The Problem With Pages

Some days I ask myself "what happened to computer science" Okay, a lot of things, but I'm going to pick on one.

The web was partly successful by using a simple overarching paradigm, of the "page." Not dissimilar from some other simple systems; Hypercard put everything on cards, and I recall that being both overly-strict and pretty convenient to making thing simple.

So the web used pages. Great. Simple. But in the meantime, it's made everyone lazy. Even now that we have wildly interactive capabilities, all webapps are still made as pages. It takes an inordinate amount of my time to explain that this next view of the system is automatically updated, or that the new element slides in or, anything interactive.

States no longer really exist... it's all pages.

It even extends to efficiency of code, where basically no one considered the entire system, and what components are shared between pages. No, you give a developer a wireframe, functional spec or comp, it addresses the page, he builds the page. All the while the guy next to him builds a nearly-identical page, and they never share any components or even talk about it.


Lately, I am noticing this more and more, and realizing how deeply rooted this is as a problem. I have to write overly-long specification documents, to depict every single state, and then argue about how "No Favorites" is not a page with a redirect, but a state of the "Favorites" page, dynamically loaded. Because, it's not even for a website always. This is a mobile app. And the same happens for a desktop application. Or even trying to get someone to send email; I keep getting developers who want to load a page to send email, when it's just a simple service call.

If it's not "a page," the feature might not get built at all.

This week, it's bugging me as extends to 100% of the simple prototyping tools I have tried to use. There is no real support for accordions, popups, sliding things... or generally changing a page.

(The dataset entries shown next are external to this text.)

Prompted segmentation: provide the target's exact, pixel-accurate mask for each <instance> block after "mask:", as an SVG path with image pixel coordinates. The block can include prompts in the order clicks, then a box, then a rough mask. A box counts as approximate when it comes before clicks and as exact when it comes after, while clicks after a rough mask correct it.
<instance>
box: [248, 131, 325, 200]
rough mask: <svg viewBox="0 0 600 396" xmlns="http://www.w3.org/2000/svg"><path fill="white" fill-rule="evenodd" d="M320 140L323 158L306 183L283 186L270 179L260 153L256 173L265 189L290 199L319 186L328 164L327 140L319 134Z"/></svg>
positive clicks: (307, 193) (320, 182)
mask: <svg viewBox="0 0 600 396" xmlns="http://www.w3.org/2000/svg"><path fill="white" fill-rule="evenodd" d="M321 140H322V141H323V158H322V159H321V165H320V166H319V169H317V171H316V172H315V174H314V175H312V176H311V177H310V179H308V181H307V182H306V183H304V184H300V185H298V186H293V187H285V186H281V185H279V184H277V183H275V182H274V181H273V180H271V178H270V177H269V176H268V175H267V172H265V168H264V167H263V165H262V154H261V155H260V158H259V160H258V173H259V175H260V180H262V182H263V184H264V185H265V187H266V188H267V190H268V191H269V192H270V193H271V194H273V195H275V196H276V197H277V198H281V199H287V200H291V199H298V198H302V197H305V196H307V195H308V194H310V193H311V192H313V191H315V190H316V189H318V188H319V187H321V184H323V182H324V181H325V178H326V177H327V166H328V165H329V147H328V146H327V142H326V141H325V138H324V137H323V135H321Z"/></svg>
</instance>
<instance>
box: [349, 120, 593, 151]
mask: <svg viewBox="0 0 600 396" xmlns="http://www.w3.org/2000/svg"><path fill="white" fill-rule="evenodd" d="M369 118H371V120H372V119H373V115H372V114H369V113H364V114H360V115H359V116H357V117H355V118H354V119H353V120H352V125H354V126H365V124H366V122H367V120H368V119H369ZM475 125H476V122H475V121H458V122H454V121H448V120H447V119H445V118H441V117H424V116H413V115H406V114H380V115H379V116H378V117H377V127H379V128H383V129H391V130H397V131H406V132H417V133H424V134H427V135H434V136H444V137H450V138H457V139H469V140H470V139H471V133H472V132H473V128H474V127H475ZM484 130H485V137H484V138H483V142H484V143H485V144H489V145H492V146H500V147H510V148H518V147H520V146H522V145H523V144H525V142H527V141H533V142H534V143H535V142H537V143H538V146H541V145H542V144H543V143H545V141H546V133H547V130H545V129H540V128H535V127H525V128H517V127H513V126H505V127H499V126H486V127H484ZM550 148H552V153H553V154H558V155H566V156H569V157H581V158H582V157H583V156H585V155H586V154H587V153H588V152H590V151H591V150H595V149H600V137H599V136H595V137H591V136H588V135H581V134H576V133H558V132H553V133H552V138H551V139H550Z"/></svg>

Not just the cheats, like using PPT or Keynote, but several dedicated prototype tools. They remind me again of Hypercard development tools, or the web in 1995. Except that still had alertboxes, didn't it?

From tools to feature creation to building final code, everyone expects a page, which has nothing to do with other pages, and when anything changes, we replace it with another page. Forget separating software from markup from style, it seems now there often cannot be software without a presentation page to attach it to.

This is stupid, because it's how anything good really works, and certainly not how EVERYTHING works. Everyone designing and building like this is drawing in Fireworks, or Keynote, and coding in Eclipse, or WordPad. Which is to say, something fairly modeless, with controls of all sorts hanging around, that can be switched to willy-nilly. How it can be that everyone wants to take the best ideas from their favorite digital experiences (e.g. we must gamify everything), but miss the core philosophy of their day-to-day work tools, I will never understand.

A lot of my work is terrible or boring when it launches because I cannot break everyone out of this mindset, so build long, complex specifications to build large, overly-complex and bulky products because, when you get right down to it, interactivity baffles implementation teams.

A lot of digital products are buggy, and it takes forever to fix them because the test process involves looking at pages. If they seem okay, they must be. What happened to debug panels, or even error codes?


What next? Do we need a manifesto? A conference series? An ad campaign?

"The first step is admitting you have a problem with pages."